One of the most exciting areas in the class action arena is personal jurisdiction. Stifle that yawn. The Supreme Court’s recent decisions in this area could have a major effect on the scope of class actions where the claims sound in state law. Plaintiffs’ lawyers have long sought to bring class actions in the most plaintiff-friendly venues. As a general proposition, a plaintiff would prefer to cram a big nationwide class of claims into the most favorable venue instead of having to bring either several single-state class actions in several venues or a nationwide class in a less-favorable venue. Where plaintiffs are successful, this kind of forum shopping makes class cases all the more difficult for defendants: Not only do defendants have to face the high stakes of a large number of aggregated claims in one action, they also have to fight all those claims in a hostile venue.

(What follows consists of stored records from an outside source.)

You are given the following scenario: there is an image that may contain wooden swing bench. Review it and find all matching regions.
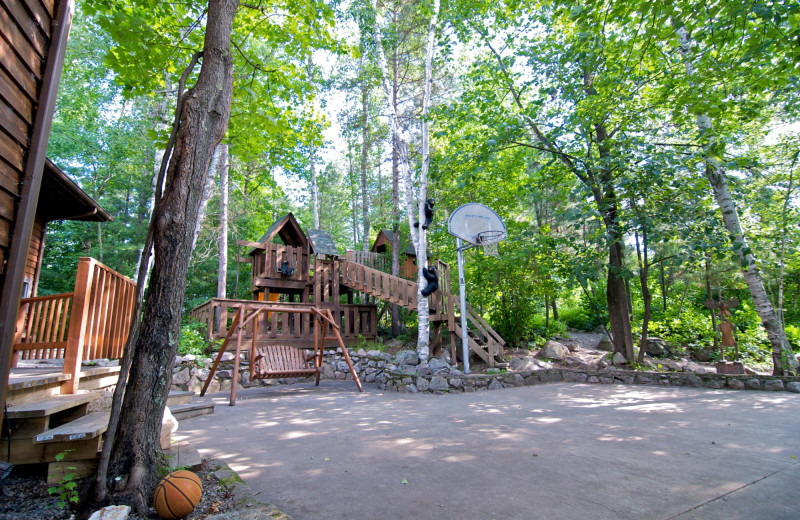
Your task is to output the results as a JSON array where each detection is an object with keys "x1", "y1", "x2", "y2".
[
  {"x1": 200, "y1": 304, "x2": 364, "y2": 406},
  {"x1": 253, "y1": 345, "x2": 320, "y2": 379}
]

The Supreme Court’s recent decision in Bristol-Myers Squibb, has given defendants a powerful new argument against this tactic. Bristol-Myers Squibb involved a mass action in which nearly 600 plaintiffs who did not live in California joined their claims with California residents’ claims. The defendant challenged personal jurisdiction, but the California courts found specific jurisdiction to exist. By an 8-1 vote, the United States Supreme Court reversed, holding that the California courts could not exercise personal jurisdiction over the defendant as to claims of non-resident defendants who could not satisfy the well-settled test for specific jurisdiction. As a result, the plaintiffs face the choice of either bringing their nationwide class in a forum where the defendant is subject to general jurisdiction (i.e., state of incorporation of principal place of business, thanks to the Supreme Court’s recent Daimler decision) or limiting the class to those plaintiffs whose claims involve the kind of minimum contacts necessary to support the exercise of specific jurisdiction.

As mentioned above, Bristol-Myers Squibb is not a class action case––but that is likely of no consequence. The decision rests on the constitutional due process rights of defendants, and, under the Rules Enabling Act, the purely procedural class action rules cannot abrogate those rights. (We’ll address this point further in a future post, along with looking at how lower courts have applied Bristol-Myers Squibb in the class context.)

Practically speaking, Bristol-Myers Squibb should curb the most blatant forum shopping in diversity cases. Defendants should use it to channel more litigation to the jurisdictions where defendants are incorporated or headquartered or where the plaintiffs reside. The case may also lead to an increase in single-state class cases, which is a potential downside—but defendants can waive personal jurisdiction as a defense to permit consolidation where appropriate. The increase in state-specific suits may also make removal under diversity or CAFA easier, as plaintiffs will be less free to use joinder to defeat diversity jurisdiction and will likely run afoul of the no-similar-case rule of 28 U.S.C. § 1332(d)(4)(A)(ii). We also predict an uptick in multidistrict-litigation petitions, which both plaintiffs and defendants can perceive as an advantageous way of consolidating geographically dispersed litigation.